I shook my head, thinking on how surprised he would be to see me. I was quite certain he wouldn’t be pleased to have the reminder of his bruised ego show up on his doorstep.

“No, Isobel, he doesn’t. If he wanted me to be there, he would have invited me. The invitation was for you and Gregor. Cooper and I are tag-alongs.”

We now rode together in a close row, Gregor and Isobel on one horse to the left, me on my own in the middle, and Orick and Cooper on another to the right. Isobel reached her arm out, leaning so that she could squeeze my hand as I met her halfway.

“Jane, I dinna tell ye before, but ’twas Adwen that wanted me to invite ye. He knows he behaved poorly the last time he saw ye. He wishes to show ye that he’s a better man than ye think him to be.”

I turned toward Orick, needing confirmation from someone other than the woman who had used a child to gain my company.

“Is it true, Orick? Or is he going to turn me away at his doorstep?”

Orick smiled the kind, trustworthy grin that had warmed me to him the first moment I met him. “I wouldna allow him to turn ye away, lass, but aye, he wishes to see ye again.”

The knowledge excited me and for some unknown reason, my excitement over Adwen’s desire pissed me off.

“Even if he does, I know it’s only for one reason, and that is never going to happen. I’m un-tupped business to him.”

Orick’s eyes widened at my use of the phrase, and he quickly covered Cooper’s ears.

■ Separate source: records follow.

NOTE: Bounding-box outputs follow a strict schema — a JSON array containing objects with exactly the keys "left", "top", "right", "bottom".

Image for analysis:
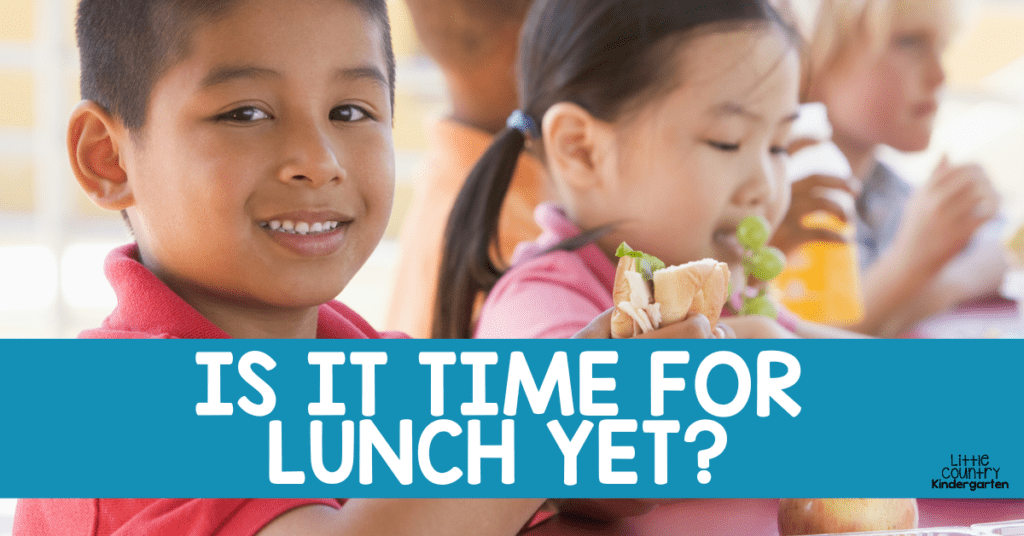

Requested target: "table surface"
[{"left": 528, "top": 499, "right": 1024, "bottom": 536}]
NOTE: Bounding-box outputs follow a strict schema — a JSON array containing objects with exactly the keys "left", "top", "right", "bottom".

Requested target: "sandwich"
[{"left": 611, "top": 242, "right": 729, "bottom": 338}]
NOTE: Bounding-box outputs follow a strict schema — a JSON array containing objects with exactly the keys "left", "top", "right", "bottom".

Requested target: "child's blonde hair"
[{"left": 801, "top": 0, "right": 956, "bottom": 76}]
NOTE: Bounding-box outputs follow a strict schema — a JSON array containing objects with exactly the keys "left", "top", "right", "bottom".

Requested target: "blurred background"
[
  {"left": 0, "top": 0, "right": 1024, "bottom": 340},
  {"left": 0, "top": 0, "right": 1024, "bottom": 536}
]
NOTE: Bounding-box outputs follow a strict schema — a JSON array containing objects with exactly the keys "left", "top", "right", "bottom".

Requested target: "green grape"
[
  {"left": 742, "top": 296, "right": 776, "bottom": 319},
  {"left": 750, "top": 246, "right": 785, "bottom": 283},
  {"left": 736, "top": 215, "right": 770, "bottom": 250}
]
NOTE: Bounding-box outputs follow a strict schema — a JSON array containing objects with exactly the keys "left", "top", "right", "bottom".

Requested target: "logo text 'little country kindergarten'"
[
  {"left": 196, "top": 351, "right": 801, "bottom": 486},
  {"left": 932, "top": 454, "right": 1010, "bottom": 491}
]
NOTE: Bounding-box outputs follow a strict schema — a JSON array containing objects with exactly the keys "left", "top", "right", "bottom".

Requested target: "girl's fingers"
[
  {"left": 572, "top": 307, "right": 615, "bottom": 339},
  {"left": 634, "top": 314, "right": 714, "bottom": 339}
]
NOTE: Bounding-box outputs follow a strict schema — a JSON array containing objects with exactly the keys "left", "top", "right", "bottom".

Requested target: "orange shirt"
[{"left": 385, "top": 119, "right": 546, "bottom": 338}]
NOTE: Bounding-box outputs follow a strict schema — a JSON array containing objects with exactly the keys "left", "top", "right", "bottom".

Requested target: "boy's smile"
[{"left": 120, "top": 0, "right": 394, "bottom": 336}]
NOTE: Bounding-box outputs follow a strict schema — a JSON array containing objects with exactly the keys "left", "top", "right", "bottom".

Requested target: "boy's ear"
[
  {"left": 68, "top": 100, "right": 135, "bottom": 210},
  {"left": 542, "top": 102, "right": 614, "bottom": 190}
]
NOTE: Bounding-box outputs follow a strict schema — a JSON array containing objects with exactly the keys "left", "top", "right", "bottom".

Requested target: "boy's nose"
[
  {"left": 279, "top": 127, "right": 345, "bottom": 188},
  {"left": 927, "top": 54, "right": 946, "bottom": 89}
]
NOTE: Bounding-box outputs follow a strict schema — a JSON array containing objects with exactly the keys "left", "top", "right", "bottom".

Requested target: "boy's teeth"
[{"left": 260, "top": 219, "right": 341, "bottom": 235}]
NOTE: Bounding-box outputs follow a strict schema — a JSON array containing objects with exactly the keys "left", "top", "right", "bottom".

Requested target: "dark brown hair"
[
  {"left": 432, "top": 0, "right": 799, "bottom": 338},
  {"left": 76, "top": 0, "right": 395, "bottom": 130}
]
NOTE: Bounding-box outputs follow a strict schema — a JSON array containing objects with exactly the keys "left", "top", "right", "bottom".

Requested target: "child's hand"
[
  {"left": 719, "top": 315, "right": 797, "bottom": 339},
  {"left": 771, "top": 175, "right": 859, "bottom": 254},
  {"left": 896, "top": 153, "right": 999, "bottom": 274},
  {"left": 572, "top": 307, "right": 736, "bottom": 339}
]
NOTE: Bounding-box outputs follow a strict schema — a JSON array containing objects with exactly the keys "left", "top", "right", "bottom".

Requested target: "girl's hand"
[
  {"left": 572, "top": 307, "right": 736, "bottom": 339},
  {"left": 719, "top": 315, "right": 797, "bottom": 339}
]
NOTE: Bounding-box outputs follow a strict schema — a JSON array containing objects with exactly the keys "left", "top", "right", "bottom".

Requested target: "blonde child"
[
  {"left": 434, "top": 0, "right": 847, "bottom": 338},
  {"left": 807, "top": 0, "right": 1006, "bottom": 336},
  {"left": 385, "top": 0, "right": 547, "bottom": 337}
]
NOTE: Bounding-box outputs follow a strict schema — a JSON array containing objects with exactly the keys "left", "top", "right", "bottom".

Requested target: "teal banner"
[{"left": 0, "top": 340, "right": 1024, "bottom": 498}]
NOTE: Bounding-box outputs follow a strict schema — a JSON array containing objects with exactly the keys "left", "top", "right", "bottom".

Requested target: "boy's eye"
[
  {"left": 217, "top": 107, "right": 270, "bottom": 123},
  {"left": 331, "top": 105, "right": 370, "bottom": 123},
  {"left": 707, "top": 139, "right": 739, "bottom": 153},
  {"left": 893, "top": 35, "right": 928, "bottom": 49}
]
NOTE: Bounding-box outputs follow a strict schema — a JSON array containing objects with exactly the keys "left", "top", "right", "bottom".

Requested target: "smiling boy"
[{"left": 14, "top": 0, "right": 542, "bottom": 536}]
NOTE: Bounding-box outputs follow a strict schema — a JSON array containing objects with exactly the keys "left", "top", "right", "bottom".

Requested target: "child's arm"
[
  {"left": 853, "top": 161, "right": 998, "bottom": 337},
  {"left": 719, "top": 315, "right": 797, "bottom": 339},
  {"left": 257, "top": 499, "right": 544, "bottom": 536}
]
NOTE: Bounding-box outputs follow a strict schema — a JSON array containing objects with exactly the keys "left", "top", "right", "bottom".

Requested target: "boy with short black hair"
[{"left": 14, "top": 0, "right": 542, "bottom": 536}]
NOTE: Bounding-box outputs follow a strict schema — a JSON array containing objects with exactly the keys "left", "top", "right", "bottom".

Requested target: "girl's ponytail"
[{"left": 431, "top": 111, "right": 540, "bottom": 338}]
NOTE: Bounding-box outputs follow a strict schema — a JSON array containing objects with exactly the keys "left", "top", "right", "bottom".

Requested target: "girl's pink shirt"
[{"left": 474, "top": 204, "right": 797, "bottom": 338}]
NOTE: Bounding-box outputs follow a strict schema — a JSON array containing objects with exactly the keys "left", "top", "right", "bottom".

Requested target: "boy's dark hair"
[
  {"left": 406, "top": 0, "right": 534, "bottom": 69},
  {"left": 77, "top": 0, "right": 395, "bottom": 130},
  {"left": 432, "top": 0, "right": 800, "bottom": 338}
]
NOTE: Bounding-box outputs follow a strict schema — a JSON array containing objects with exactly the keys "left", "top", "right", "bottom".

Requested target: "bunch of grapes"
[{"left": 736, "top": 215, "right": 785, "bottom": 319}]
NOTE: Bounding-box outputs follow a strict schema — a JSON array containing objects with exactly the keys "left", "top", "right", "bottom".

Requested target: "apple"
[{"left": 778, "top": 499, "right": 918, "bottom": 536}]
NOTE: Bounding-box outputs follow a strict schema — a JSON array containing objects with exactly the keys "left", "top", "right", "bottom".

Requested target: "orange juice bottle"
[{"left": 772, "top": 105, "right": 864, "bottom": 326}]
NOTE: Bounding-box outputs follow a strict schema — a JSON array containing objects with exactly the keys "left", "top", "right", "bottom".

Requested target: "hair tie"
[{"left": 505, "top": 110, "right": 541, "bottom": 139}]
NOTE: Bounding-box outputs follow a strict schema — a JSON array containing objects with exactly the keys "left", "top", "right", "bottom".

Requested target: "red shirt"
[
  {"left": 14, "top": 244, "right": 404, "bottom": 536},
  {"left": 79, "top": 244, "right": 406, "bottom": 339}
]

Gregor spoke from beside me. “There is something I’ve missed. I doona understand what any of ye are saying.”

Isobel silenced him. “Best ye doona know, love. ’Twould only cause ye distress.”

Orick released Cooper’s ears before speaking. “I know I speak poorly of him, but ’tis only because I know it bothers him so. Doona be so hard on him, lass. He’s a foolish arse to be sure, but there is a better man deep inside him. ’Tis only that he’s no ever been lucky enough to come across a lass who could show him the man he can be.”

I didn’t know what to say. It was a nice thought, and I knew there was a small part of me, as with many women, that wanted to be the woman who could change a man. But I’d never been one to take the bait on such a challenge. If I thought a man needed changing, I just stayed away. It was a rule that had served me well and had helped steer me away from many doomed relationships.

Adwen was no different. I did think he needed changing or, at the very least, a great maturation needed to occur within him. I didn’t need to try—I needed to stay the hell away from him.